LANSING, Mich. (March 1, 2023) — The Michigan Senate Health Policy Committee voted today to pass Senate Democrats’ package of legislation to repeal Michigan’s 1931 statute that criminalizes abortion care and related acts.  The lead sponsors of the bills are Sen. Erika Geiss (D-Taylor), Sen. Sarah Anthony (D-Lansing), Sen. Rosemary Bayer (D-West Bloomfield), and Sen. Stephanie Chang (D-Detroit).  

The following bills were passed out of committee today:  

    • Senate Bill 2 (Geiss), which repeals the 1931 ban on contraception and other information about reproductive health (by repealing section 40 of 1931 PA 328);   
    • Senate Bill 37 (Bayer), which would update the code of criminal procedure;   
    • Senate Bill 38 (Chang), which would update the corrections code;  
    • Senate Bill 39 (Geiss), which repeals Section 14 of 1931 PA 328 that criminalizes providing an abortion. 
    • Senate Bill 93 (Anthony), which repeals penalties for the sale of drugs or medicine to procure a miscarriage. 

“I am pleased to work with my colleagues on this legislation to ensure all Michiganders have access to the full range of reproductive health care, bodily autonomy, and the ability to make their own decisions without government interference,” said Sen. Geiss. “The public spoke and demands of us to hear them, protect reproductive rights and freedom, and render these antiquated zombie laws struck down.” 
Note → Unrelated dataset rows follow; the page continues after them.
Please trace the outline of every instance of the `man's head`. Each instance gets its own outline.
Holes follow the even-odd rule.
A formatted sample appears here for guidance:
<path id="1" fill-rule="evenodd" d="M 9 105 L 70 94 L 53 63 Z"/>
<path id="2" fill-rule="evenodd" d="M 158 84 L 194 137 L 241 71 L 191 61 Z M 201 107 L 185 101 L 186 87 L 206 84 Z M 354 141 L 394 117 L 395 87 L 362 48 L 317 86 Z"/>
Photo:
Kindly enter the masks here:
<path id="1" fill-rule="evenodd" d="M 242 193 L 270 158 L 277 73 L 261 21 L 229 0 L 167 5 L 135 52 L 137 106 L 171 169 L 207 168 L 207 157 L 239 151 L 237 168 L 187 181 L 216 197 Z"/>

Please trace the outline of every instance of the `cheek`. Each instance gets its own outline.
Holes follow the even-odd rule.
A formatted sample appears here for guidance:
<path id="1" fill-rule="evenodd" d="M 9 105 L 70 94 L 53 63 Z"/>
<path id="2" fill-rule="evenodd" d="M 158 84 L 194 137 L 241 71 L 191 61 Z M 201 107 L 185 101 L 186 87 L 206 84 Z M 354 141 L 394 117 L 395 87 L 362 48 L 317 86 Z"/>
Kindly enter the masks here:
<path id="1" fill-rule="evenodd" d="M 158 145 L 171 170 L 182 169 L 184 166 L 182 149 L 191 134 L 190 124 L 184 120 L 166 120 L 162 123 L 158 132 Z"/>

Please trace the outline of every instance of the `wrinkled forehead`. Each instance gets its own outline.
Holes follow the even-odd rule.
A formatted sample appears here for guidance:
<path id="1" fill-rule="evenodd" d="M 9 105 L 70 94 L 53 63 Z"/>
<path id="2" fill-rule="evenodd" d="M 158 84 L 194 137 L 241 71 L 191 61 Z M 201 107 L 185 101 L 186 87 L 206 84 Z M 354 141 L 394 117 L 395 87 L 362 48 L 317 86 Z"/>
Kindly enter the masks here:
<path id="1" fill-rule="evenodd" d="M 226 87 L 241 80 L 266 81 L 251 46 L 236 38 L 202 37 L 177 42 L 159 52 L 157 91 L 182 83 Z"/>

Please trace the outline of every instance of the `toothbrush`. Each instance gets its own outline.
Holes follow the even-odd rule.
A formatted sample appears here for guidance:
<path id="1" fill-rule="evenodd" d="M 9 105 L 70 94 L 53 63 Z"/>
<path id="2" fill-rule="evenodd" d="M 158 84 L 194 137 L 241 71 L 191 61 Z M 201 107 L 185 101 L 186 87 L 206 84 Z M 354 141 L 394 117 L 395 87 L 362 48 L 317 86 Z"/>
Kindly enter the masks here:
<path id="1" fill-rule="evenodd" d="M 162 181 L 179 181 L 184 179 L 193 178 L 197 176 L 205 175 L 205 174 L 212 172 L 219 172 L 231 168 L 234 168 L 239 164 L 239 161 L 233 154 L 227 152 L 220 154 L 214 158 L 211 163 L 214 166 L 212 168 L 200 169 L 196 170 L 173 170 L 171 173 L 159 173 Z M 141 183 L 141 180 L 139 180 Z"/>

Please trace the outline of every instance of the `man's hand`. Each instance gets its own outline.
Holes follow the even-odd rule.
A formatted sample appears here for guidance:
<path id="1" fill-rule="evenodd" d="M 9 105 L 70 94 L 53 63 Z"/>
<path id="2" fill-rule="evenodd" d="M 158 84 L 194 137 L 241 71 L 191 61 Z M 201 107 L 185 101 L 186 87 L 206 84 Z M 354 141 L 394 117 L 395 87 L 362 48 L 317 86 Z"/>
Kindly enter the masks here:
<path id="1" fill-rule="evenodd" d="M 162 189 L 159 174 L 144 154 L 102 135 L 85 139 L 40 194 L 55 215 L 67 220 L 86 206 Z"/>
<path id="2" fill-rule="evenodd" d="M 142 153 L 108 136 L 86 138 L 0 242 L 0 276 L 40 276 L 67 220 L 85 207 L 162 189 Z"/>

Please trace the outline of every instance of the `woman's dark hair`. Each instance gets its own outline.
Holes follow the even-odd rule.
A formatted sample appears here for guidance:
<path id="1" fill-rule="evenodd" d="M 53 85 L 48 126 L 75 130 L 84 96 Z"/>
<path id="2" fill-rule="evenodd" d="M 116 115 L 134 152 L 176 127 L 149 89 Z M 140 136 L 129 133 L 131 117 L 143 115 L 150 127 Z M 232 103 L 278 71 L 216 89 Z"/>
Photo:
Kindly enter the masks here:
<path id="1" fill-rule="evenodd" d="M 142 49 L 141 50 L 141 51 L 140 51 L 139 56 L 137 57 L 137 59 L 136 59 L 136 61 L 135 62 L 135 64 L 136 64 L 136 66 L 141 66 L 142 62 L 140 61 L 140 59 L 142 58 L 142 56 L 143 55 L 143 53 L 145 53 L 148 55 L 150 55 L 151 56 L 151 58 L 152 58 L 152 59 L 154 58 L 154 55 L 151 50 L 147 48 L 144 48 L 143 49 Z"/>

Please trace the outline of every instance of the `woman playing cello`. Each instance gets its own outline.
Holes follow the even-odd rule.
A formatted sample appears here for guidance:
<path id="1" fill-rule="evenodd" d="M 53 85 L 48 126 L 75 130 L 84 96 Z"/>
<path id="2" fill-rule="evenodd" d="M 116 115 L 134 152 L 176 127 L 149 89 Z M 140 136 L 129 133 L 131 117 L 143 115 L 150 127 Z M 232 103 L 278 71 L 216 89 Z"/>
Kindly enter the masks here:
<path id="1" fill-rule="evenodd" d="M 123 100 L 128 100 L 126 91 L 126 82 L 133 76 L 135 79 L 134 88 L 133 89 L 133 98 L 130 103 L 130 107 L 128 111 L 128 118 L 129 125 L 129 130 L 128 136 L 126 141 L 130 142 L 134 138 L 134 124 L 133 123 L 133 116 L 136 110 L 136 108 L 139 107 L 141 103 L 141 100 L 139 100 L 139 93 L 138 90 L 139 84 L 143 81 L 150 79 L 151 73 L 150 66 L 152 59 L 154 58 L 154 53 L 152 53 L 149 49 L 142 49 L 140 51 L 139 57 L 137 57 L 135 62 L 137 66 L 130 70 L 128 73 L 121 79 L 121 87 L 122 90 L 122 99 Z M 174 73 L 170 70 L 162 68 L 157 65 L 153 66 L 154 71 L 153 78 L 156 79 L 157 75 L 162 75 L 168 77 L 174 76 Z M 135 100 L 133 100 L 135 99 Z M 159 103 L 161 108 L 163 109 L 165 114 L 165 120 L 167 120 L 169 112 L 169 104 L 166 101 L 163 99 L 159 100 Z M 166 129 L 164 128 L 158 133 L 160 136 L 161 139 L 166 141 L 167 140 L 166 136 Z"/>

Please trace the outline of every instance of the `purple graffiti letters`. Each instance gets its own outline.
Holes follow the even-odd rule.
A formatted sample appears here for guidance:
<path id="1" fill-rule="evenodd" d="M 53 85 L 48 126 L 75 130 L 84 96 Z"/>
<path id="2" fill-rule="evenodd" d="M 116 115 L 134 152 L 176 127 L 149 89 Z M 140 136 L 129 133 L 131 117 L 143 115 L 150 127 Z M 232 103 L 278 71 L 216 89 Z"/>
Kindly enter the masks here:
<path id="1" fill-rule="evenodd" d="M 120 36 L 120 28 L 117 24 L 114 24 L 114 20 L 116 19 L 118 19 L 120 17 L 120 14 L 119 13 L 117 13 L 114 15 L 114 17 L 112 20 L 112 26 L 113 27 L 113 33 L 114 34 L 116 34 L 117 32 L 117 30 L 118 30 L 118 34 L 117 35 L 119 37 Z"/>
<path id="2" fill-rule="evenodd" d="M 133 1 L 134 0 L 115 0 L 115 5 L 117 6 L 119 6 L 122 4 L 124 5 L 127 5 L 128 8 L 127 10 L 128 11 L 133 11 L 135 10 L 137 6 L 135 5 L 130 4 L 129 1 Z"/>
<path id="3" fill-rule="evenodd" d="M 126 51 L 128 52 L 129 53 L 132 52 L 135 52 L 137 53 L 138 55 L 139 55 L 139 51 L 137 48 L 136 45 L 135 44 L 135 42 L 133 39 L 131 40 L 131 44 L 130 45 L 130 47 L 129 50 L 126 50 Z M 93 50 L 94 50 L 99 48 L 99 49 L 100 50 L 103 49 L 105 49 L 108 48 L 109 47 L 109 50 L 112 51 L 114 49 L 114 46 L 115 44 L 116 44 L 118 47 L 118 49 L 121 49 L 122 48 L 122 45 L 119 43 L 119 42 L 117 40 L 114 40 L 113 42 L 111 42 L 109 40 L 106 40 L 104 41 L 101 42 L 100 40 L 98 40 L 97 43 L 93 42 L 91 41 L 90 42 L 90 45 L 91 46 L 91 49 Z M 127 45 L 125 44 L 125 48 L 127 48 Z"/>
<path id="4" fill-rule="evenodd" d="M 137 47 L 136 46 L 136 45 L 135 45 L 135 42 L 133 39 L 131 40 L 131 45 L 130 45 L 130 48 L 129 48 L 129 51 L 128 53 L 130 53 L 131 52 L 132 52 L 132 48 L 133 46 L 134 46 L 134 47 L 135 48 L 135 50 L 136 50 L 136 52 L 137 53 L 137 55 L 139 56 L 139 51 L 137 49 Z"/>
“Reproductive health care decisions are between a patient and their doctor, period,” said Sen. Chang. “No one should have their options for reproductive care limited by politics or other people’s beliefs—especially those not grounded in science. I look forward to swift passage of these bills to advance reproductive freedom in Michigan.”   

Almost 2.5 million Michiganders—56.7 percent of voters—voted this fall to create a constitutional right to reproductive freedom and protect women, their bodies and their rights. The most urgent and pertinent part of fulfilling the public’s will on Proposal 3 is repealing the 1931 ban on abortion, without exceptions for rape and incest, and related statutes. When this archaic and dangerous law was passed, women had only had the federal right to vote for a little over a decade. The legislation was drafted and enacted by an entirely male Legislature.  

“I have always seen doing the people’s work as my role and goal in the Legislature, and this package of bills does just that,” said Sen. Anthony. “Michigan voters spoke loud and clear about the need for reproductive freedom and for women to have control of their bodies enshrined in our laws, and my legislation and its companion bills is the final piece to accomplishing that.” 

“It’s fitting that these bills are moving on the first day of Women’s History Month, as today, we are undoing the shameful history of the legislative actions in 1931 at the expense of—and with no input from—Michigan women,” said Sen. Bayer. “And at the exact same time, we are paving the way for a better, safer future and changing history for Michigan women now and in the future.”